MHP liderinin AKP liderine ağır sözlerine karşı son bir yıldır verdiği destek, sağ elle el sıkarken sol elle okşama, karşılıklı gülümsemeler, oylamalarda birliktelikler giderek artıyor. Daha önce RTE’a ağır sözlerle saldıranlar makam-koltuk verilince nasıl döndüler ibretle izleniyor. Birbirlerinin yüzüne nasıl bakıyorlar, şaşılır. Acımasızlık sunumlarla ve olanaklar verilince nasıl tatlanıyor bilinmez.

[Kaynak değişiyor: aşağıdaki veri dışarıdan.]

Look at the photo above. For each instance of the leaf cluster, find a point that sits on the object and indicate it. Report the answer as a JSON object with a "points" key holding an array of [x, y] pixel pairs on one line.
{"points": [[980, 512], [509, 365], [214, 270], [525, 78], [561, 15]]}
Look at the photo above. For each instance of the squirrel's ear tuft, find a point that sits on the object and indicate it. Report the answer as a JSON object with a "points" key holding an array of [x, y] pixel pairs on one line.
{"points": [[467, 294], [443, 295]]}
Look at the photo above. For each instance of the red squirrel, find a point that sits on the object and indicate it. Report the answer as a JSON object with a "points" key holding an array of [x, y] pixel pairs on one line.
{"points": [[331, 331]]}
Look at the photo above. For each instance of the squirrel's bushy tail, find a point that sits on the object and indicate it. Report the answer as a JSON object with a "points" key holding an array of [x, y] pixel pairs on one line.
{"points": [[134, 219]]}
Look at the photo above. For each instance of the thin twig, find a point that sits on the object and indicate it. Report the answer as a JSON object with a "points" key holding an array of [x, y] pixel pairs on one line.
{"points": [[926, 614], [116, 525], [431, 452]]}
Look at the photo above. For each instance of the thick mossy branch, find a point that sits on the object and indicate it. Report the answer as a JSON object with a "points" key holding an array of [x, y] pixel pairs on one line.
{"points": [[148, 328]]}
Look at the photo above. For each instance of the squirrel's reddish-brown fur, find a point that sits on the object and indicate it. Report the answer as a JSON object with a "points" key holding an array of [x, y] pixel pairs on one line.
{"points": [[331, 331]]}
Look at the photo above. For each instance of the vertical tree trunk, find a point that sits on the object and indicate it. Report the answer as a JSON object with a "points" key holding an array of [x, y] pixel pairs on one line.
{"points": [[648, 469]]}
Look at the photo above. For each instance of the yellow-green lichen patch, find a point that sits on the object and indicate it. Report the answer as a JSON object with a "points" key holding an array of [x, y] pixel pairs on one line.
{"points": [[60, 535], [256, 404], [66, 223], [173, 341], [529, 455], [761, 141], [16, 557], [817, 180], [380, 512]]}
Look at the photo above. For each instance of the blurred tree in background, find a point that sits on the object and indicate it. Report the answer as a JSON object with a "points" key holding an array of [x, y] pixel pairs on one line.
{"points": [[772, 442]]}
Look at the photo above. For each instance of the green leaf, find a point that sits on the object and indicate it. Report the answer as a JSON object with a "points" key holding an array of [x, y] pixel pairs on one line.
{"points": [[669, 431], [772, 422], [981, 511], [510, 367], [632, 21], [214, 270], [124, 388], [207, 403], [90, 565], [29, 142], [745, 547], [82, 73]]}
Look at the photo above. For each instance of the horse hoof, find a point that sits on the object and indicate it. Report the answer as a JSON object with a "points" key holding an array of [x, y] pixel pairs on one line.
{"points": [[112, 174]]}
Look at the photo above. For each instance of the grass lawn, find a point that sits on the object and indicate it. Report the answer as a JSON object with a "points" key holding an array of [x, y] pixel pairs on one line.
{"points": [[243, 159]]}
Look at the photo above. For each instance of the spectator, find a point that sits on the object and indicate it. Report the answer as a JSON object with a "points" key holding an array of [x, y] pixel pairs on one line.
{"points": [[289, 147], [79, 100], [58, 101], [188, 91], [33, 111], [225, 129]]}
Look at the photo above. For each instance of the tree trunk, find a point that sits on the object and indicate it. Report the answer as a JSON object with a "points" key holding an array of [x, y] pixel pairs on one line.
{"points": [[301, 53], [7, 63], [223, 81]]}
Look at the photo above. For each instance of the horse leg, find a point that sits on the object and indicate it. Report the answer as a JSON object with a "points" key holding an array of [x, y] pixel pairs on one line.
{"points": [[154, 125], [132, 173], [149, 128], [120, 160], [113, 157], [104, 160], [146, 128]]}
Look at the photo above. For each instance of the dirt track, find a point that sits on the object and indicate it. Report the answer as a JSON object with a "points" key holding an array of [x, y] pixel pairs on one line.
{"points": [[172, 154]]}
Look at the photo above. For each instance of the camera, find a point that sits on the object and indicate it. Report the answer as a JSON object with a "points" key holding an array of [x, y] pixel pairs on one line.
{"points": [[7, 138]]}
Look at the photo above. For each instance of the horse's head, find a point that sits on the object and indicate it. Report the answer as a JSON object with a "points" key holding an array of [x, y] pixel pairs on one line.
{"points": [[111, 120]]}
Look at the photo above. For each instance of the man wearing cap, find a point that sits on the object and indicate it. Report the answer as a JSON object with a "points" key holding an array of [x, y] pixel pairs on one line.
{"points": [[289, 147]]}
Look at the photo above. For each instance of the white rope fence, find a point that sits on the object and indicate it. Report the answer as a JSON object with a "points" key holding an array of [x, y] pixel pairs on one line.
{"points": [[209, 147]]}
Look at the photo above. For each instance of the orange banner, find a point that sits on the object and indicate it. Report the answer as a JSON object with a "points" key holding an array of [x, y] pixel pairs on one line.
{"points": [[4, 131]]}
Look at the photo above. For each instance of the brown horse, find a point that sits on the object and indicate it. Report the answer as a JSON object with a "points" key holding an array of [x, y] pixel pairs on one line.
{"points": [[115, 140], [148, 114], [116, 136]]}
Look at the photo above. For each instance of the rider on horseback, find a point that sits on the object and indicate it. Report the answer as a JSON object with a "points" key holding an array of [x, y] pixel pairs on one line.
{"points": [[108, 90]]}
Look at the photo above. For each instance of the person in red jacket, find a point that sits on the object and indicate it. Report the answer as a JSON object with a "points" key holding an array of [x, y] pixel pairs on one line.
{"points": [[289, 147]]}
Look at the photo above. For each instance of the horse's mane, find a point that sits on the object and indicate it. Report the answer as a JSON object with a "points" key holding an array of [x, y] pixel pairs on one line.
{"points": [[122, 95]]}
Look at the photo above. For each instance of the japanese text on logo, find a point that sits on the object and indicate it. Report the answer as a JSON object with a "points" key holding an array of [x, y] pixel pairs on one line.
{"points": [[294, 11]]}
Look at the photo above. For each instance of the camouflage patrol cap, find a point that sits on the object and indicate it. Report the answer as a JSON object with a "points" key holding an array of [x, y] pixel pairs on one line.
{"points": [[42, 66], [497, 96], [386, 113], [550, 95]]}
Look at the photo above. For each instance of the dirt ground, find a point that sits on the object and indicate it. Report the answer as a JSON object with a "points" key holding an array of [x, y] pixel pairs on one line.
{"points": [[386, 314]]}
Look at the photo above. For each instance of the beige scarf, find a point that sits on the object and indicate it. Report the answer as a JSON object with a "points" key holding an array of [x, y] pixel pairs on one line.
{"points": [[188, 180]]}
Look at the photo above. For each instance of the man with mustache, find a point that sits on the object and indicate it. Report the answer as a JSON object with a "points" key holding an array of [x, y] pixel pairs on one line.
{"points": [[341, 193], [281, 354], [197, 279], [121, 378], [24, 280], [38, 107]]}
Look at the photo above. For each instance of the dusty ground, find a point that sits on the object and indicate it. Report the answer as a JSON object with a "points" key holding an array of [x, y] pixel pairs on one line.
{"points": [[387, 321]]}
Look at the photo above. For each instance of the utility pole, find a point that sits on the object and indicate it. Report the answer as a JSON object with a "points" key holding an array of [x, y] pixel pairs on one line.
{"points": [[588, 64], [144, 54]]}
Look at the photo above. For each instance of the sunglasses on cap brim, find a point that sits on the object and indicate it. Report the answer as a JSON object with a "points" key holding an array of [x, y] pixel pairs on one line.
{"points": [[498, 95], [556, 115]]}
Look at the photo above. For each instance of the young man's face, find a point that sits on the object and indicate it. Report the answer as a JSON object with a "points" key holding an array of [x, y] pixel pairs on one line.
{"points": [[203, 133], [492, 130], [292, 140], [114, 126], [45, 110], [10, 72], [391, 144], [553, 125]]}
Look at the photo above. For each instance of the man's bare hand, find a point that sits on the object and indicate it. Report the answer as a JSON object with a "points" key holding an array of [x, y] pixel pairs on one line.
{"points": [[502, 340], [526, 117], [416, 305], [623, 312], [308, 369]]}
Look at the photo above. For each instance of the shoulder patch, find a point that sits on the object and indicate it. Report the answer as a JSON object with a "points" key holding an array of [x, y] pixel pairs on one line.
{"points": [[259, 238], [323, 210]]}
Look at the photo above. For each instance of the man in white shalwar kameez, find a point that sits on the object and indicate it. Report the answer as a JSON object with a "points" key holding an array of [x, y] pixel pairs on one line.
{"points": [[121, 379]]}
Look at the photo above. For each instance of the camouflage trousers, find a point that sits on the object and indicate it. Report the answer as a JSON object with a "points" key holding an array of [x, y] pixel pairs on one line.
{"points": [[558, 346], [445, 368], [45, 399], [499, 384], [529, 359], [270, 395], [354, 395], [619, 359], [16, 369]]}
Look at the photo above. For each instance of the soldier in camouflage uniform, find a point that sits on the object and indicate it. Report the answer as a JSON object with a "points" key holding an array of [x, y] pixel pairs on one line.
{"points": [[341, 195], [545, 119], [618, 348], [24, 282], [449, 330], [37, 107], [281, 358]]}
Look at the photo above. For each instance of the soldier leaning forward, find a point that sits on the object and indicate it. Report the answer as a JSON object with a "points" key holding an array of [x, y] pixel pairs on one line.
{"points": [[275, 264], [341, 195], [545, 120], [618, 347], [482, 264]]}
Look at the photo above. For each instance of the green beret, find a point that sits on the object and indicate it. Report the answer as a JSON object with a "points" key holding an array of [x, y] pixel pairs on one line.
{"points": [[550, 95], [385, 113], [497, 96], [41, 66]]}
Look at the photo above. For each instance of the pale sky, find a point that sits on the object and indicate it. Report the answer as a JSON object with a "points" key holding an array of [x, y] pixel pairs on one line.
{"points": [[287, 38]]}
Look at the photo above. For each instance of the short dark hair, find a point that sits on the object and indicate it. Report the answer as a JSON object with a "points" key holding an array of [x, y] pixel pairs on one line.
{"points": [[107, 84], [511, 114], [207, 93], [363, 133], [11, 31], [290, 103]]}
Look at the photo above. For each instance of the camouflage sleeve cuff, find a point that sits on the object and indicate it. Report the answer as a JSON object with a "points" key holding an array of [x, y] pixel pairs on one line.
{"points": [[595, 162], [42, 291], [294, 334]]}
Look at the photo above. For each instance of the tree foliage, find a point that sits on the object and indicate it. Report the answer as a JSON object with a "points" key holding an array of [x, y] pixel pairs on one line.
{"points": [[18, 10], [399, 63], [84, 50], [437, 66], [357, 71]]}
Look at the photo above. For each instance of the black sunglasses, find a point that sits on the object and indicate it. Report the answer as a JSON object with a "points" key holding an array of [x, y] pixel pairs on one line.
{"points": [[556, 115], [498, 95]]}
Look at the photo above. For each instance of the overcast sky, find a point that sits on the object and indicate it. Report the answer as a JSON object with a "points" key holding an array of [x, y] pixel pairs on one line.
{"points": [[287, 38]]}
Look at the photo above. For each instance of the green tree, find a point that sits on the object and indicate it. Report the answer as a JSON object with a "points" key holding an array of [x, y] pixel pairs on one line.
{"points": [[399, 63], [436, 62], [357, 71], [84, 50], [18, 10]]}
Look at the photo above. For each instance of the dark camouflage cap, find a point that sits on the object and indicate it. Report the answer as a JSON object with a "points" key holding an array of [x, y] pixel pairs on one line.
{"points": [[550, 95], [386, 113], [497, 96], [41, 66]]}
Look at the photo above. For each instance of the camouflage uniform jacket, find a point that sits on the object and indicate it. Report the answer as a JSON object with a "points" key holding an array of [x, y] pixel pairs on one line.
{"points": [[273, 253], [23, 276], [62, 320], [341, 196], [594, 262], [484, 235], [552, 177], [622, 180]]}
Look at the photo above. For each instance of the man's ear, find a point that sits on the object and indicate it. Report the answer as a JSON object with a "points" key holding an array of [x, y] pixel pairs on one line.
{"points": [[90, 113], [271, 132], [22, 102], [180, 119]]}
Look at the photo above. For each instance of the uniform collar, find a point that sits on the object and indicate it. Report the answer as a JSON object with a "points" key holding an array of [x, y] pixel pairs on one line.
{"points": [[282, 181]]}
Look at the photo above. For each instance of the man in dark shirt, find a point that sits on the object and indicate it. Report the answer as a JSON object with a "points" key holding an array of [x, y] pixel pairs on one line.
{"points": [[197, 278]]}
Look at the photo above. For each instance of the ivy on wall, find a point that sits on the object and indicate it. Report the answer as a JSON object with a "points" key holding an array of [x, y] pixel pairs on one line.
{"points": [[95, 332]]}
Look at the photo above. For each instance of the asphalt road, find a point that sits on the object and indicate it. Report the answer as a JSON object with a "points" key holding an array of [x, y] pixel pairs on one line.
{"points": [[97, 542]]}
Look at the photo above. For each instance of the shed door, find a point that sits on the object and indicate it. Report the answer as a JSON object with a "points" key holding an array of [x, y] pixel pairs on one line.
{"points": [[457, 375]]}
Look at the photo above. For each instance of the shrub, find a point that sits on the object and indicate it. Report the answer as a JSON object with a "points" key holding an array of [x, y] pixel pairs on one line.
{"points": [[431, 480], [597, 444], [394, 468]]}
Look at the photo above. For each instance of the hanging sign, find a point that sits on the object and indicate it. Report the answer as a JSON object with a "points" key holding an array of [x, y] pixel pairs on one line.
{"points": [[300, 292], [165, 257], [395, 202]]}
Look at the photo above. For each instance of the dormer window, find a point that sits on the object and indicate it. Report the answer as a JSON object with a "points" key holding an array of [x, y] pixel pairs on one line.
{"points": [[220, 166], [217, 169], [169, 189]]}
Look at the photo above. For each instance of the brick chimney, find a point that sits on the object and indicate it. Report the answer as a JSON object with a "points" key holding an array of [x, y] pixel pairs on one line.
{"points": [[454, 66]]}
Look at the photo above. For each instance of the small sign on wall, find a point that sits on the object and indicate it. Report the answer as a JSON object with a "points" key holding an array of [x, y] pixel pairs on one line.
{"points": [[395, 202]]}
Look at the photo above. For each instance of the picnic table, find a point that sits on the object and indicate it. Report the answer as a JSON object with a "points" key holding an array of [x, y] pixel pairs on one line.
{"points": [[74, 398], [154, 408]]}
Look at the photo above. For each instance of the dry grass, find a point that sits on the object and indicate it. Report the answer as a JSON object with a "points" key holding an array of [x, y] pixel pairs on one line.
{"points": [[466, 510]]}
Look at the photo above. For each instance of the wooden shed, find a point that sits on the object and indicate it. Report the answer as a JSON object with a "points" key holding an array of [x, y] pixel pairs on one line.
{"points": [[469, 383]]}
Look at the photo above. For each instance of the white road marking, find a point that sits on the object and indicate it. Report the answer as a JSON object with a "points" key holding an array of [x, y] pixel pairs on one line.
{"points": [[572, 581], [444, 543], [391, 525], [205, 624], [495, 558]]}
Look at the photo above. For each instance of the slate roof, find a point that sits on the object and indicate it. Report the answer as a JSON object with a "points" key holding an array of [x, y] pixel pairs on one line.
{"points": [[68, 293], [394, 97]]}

Partilerin salı günleri yapılan grup toplantılarında birbirlerine karşı söylediklerinin çoğu, siyasal nezaketin dışında. Kavgaya dönüşen karalama ve suçlamalarla çıkışmalar iyi örnek olmuyor.

Yargının çelişkili kararları güven yitirtiyor. Yargıç ve savcı atamalarında partizanlık yapıldığı yakınmaları yaygın. Her gün verilen şehitlerin acısı ayrı. Bu olumsuzlukların sorumlularının saptanamaması en büyük yetersizlik. AKP liderinin 2019 hazırlıkları her şeyin önünde görülüyor. Ne eğitimin, ne adaletin, ne ekonominin bu ölçüde ele alındığına ilişkin inandırıcı kanıt izlenmiyor. “Akıllarına yeni mi geldi?” deyişini anımsatan Atatürk’e yöneliş çabası içinde kimi AKP’lilerin telâşı görülüyor. 10 Kasım’a böyle yaklaştılar. Asıl olan, tören ve 10 Kasım Atatürkçülüğü değildir. Gerçek Atatürkçülük bizim ödünsüz ülkümüzdür. Bu yıl, Anıtkabir ziyareti daha çok, daha görkemli ve daha coşkulu idi.
Bakalım, önce 2018 neler getirip neler götürecek?

ANMA


10 Kasım’da Ufuk Üniversitesi’nde önceki TBMM Başkanvekillerinden Mustafa Kemal PALAOĞLU’nun konuşma yaptığı anma töreni ile Spor Fizyoterapistleri Derneği’nin düzenlediği IX. Uluslararası Spor Fizyoterapistleri Kongresi’ndeki Atatürk’ü Anma izlencesi ilgi ile izlendi.

Prof. Dr. Özer OZANKAYA’nın düzenlediği “Nutuk’la Sonsuzluğa” adlı, Devlet sanatçılarının seslendirdiği müzikli anlatım Ankara Yenimahalle Belediye Başkanı Fethi YAŞAR’ ın coşkulu konuşmasıyla başladı. Başarılı etkinlik yoğun alkışlarla karşılandı.